Investigators sought permission to unlock Michael Cohen's iPhone with FaceID
The investigation into President Donald Trump's former personal attorney Michael Cohen included a request to use his biometric data to access his Apple devices, warrant documents reveal, with both the attorney's face and fingerprints needed to bypass security used in iPhones and iPads.
The ongoing investigation into the Michael Cohen has led investigators to numerous potential sources of evidence, including his mobile devices and computers. According to recently-released warrant documents, that search extended to iPhones used by Cohen.

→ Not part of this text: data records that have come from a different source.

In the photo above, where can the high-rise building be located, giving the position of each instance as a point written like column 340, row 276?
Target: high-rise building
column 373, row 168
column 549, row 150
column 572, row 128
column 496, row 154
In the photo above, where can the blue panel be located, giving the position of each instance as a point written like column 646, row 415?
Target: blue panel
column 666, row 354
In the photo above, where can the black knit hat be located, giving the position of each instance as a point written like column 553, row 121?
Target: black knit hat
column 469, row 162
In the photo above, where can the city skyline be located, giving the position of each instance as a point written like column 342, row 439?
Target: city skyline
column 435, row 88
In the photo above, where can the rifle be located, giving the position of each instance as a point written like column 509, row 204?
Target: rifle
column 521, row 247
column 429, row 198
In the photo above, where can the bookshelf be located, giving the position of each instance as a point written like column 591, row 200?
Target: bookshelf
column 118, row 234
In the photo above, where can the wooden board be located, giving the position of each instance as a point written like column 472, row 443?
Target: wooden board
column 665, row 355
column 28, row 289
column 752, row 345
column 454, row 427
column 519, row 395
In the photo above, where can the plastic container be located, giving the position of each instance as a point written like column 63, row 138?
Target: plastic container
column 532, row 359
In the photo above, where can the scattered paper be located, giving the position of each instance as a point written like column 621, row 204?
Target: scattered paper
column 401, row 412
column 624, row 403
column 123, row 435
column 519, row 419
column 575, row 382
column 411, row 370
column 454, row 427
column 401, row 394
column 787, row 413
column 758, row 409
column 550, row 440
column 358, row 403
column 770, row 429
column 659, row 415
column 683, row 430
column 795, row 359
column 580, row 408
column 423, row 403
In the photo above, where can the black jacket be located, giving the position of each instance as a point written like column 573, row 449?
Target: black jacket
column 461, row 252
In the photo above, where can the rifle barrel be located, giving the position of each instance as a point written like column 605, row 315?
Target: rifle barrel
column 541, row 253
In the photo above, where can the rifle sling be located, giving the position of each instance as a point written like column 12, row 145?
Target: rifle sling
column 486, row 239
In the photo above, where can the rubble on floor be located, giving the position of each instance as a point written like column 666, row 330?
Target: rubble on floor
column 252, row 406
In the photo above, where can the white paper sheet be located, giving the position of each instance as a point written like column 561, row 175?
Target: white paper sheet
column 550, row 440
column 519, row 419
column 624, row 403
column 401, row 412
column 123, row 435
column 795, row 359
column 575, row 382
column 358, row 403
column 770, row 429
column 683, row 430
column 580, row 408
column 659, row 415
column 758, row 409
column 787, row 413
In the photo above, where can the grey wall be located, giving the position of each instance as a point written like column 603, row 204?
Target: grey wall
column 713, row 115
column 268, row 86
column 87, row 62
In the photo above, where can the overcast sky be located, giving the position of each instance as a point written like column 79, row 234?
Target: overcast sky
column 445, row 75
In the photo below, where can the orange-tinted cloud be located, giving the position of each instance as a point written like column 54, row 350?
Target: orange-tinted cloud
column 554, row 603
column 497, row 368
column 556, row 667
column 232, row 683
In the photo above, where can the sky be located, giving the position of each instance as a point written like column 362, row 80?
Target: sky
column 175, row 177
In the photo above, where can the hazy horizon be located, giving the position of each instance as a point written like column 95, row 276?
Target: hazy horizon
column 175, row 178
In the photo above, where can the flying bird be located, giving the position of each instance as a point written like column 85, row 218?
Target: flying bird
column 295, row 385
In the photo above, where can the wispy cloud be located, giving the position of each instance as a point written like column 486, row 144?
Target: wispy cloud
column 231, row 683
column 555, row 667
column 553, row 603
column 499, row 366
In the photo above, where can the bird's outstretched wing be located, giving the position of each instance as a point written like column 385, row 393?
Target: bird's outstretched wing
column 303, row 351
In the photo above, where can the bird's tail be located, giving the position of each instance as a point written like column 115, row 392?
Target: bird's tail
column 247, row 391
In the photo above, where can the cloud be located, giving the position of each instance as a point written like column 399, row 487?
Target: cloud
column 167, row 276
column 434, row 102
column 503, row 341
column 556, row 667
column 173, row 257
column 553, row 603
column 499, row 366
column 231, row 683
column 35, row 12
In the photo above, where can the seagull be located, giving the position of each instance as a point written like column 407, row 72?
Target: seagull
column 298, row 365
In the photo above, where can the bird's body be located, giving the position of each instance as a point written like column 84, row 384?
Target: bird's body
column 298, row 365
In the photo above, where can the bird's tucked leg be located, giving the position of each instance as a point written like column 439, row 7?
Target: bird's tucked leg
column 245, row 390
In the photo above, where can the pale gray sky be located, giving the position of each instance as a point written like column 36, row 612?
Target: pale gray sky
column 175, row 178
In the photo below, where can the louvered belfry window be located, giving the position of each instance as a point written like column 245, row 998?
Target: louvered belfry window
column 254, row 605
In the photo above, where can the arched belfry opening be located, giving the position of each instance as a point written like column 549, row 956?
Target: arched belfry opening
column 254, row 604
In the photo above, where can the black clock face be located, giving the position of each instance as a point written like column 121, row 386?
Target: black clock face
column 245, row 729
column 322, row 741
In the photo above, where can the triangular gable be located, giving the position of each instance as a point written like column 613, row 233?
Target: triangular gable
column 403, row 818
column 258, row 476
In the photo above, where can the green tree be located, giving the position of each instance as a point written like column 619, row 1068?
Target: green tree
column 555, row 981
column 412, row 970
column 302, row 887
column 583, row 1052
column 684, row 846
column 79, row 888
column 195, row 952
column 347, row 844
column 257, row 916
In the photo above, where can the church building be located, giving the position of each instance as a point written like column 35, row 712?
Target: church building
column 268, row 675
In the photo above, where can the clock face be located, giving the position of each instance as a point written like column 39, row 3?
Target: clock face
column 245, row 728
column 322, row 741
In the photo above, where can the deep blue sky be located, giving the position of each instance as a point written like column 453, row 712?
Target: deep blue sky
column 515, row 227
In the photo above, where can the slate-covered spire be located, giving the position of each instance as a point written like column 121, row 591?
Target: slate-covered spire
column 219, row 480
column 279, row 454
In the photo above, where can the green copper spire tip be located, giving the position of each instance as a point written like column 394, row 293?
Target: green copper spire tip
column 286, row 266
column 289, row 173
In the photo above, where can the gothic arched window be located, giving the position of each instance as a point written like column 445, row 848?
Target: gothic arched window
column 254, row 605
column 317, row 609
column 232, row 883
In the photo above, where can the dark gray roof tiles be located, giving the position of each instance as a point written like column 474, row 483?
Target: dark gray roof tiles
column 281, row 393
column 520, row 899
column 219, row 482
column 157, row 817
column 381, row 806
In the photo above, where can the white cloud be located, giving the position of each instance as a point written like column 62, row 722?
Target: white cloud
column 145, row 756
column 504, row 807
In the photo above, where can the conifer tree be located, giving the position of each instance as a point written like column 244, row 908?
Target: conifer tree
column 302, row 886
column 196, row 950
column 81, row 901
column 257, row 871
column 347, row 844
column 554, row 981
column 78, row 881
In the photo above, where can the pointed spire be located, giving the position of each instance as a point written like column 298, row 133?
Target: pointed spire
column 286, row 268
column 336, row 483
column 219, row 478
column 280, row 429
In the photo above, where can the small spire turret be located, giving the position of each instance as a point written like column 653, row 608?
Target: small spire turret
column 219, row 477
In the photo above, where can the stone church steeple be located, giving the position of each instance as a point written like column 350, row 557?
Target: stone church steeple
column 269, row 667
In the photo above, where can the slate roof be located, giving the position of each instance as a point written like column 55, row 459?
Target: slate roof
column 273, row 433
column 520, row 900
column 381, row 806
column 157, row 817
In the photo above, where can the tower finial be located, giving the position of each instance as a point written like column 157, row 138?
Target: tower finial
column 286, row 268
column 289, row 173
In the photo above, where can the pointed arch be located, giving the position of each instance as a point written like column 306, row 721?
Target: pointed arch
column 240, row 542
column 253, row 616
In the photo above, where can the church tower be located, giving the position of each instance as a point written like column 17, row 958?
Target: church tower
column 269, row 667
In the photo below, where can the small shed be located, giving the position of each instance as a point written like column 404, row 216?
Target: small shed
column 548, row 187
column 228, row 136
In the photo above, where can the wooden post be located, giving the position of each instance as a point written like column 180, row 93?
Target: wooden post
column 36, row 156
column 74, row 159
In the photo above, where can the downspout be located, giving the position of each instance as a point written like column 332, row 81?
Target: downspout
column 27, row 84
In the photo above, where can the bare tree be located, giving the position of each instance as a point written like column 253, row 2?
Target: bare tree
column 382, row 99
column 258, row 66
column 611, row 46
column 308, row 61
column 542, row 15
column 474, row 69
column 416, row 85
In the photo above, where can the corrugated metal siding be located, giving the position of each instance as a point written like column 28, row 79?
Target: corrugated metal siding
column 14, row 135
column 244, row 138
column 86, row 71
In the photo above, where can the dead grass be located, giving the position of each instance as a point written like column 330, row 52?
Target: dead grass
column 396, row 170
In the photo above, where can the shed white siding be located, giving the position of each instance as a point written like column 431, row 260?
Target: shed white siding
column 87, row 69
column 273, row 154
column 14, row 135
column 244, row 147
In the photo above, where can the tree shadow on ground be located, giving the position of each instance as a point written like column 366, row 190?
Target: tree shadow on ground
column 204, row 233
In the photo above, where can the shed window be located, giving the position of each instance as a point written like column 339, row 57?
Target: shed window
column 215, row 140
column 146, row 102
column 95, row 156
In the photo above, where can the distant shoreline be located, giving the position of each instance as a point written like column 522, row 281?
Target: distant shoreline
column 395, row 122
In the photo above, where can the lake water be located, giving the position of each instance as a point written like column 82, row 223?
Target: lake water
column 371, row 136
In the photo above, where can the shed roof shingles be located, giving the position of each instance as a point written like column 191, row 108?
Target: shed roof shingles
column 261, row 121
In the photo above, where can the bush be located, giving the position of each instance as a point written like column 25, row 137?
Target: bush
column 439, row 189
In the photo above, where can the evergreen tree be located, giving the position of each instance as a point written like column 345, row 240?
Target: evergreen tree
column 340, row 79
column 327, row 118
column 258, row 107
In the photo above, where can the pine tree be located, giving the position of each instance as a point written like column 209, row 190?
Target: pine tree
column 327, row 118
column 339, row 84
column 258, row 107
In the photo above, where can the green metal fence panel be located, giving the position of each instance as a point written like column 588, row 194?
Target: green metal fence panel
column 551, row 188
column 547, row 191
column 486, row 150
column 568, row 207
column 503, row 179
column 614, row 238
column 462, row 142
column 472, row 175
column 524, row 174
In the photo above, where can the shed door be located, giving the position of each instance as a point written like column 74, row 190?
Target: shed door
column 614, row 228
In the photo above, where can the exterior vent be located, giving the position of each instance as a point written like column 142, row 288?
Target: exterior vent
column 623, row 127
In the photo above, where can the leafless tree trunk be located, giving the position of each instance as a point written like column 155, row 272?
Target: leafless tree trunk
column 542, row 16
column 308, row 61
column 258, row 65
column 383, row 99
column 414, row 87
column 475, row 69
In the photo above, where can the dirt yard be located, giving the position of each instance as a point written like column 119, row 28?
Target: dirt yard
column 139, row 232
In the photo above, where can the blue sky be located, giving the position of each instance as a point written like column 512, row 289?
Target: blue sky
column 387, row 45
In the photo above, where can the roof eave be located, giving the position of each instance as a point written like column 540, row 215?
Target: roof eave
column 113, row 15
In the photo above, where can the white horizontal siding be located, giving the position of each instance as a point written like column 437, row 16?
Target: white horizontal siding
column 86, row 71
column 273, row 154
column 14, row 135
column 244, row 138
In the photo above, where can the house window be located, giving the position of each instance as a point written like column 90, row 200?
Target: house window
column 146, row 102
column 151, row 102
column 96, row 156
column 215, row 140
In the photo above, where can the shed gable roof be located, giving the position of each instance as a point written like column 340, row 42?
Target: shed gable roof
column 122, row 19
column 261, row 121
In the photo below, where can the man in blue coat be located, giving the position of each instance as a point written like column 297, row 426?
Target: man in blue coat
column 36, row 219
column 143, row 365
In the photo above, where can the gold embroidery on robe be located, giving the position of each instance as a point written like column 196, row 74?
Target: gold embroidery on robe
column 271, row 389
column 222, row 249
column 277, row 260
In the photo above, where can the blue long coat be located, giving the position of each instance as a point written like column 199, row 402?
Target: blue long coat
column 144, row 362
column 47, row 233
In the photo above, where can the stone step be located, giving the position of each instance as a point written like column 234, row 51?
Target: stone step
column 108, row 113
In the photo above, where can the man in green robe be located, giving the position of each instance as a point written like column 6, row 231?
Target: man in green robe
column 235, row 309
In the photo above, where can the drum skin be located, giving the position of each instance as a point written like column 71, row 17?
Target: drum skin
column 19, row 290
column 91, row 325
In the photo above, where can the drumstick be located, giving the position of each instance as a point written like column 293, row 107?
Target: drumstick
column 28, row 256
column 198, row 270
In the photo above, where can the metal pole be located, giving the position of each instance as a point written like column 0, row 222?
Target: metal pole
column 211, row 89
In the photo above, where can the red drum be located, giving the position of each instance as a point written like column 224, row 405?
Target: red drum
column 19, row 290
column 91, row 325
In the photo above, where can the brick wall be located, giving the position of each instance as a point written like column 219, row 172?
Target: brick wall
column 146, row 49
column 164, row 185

CNBC reports an affidavit to support the warrant application reveals a sworn FBI agent requested a court to "authorize law enforcement to press the fingers (including thumbs) of Cohen to the Touch ID sensors of Subject Devices, or hold the Subject Devices in front of Cohen's face for the purpose of attempting to unlock the Subject Devices via Touch ID or Face ID in order to search the contents."
A judge authorized the warrants, which covered Cohen's apartment and his office, including electronic devices and "any items or records needed to access the data stored on any seized or copied computer devices or storage media."
Given the references to Touch ID and Face ID, it is almost certain the affidavit is referencing iPhones and iPads by the term "Subject Devices."
Law enforcement has had mixed luck dealing with the courts — and Apple — with regard to accessing data stored on iOS devices. In 2016, a Los Angeles court forced a woman to unlock an iPhone using Touch ID as part of an FBI investigation into a gang member.
In January, however, a federal judge declared police cannot force someone to unlock their iPhone with either Face ID or Touch ID, denying one request to do so as it "runs afoul of the Fourth and Fifth Amendments." The judge also declared the government and its agents could not use biometrics to force an unlock of a device, due to the potential for self-incrimination.